Based on [11C]CH3I, corrected for decay.

Fully-automated large scale syntheses

The fully-automated synthesis and purification of [11C]harmine was performed successfully and with high reliability within 35 min after the end of bombardment (EOB). In 72 runs 6.1±1 GBq (51.0±11% based on [11C]CH3I trapped on the [11C]CH3I-Trap, corrected for decay) of [11C]harmine were obtained under the optimum reaction conditions (Table 1) as a sterile solution ready for application. 4 Syntheses failed due to technical problems. Typical loss during sterile filtration was <10% of the product activity. The radiochemical purity was in every synthesis 100% as determined by radio-HPLC. The precursor concentration in the final product ranged from 0 to 2.66 µg/mL (0.34±1.5 µg/mL) and the specific activity was 101.32±28.2 GBq/µmol (0.75±0.3 µg/mL harmine) at the end of synthesis (EOS). Sample chromatograms are shown in Fig. 4. Osmolality was 292±11 mosmol/kg and pH was 7.5±0.1. Concentration of endotoxins was found to be below 1.0 EU/mL and all samples passed the test for sterility. Concluding, all quality control parameters were in accordance with the standards for parenteral human application. The quality control (except tests for endotoxins and sterility) was completed within 7 min.

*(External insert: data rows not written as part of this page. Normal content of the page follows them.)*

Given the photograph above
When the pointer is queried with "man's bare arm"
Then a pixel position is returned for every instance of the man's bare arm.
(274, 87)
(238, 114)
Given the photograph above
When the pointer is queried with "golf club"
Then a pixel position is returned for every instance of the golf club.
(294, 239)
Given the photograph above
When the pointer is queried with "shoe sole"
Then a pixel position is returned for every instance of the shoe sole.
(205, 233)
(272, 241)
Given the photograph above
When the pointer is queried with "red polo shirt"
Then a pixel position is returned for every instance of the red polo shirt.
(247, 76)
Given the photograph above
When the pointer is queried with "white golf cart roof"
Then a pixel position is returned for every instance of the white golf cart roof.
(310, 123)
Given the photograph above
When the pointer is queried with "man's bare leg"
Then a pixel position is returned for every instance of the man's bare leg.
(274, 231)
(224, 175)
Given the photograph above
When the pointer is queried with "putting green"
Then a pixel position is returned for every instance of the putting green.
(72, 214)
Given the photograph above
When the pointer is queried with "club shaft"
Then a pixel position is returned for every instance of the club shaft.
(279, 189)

Compared to the radiochemical yields (72.5±3.6% based on [11C]CH3I, corrected for decay) in the synthesis described by Bergström et al. (1997a), in our set-up, we obtained lower yields (51.0±11%) with the same parameters (DMSO, 1 eq. 5 M NaOH and 80 °C) but using a lower precursor concentration (2 mg/mL compared to 3.3–6.6 mg/mL) and shorter reaction time (2 min compared to 5 min). We also achieved higher specific activities (101.32±28.2 GBq/µmol compared to 18.0–87.3 GBq/µmol) which is of advantage for clinical trials.

Conclusion

We established a rapid, reproducible and reliable preparation and purification method on a commercially available synthesis module. The optimum reaction conditions were 2–3 mg/mL precursor activated with 1 eq. 5 M NaOH in DMSO, 80 °C reaction temperature and 2 min reaction time. Due to its reliability and high yields (6.1±1 GBq), the presented method can be used as routine set-up.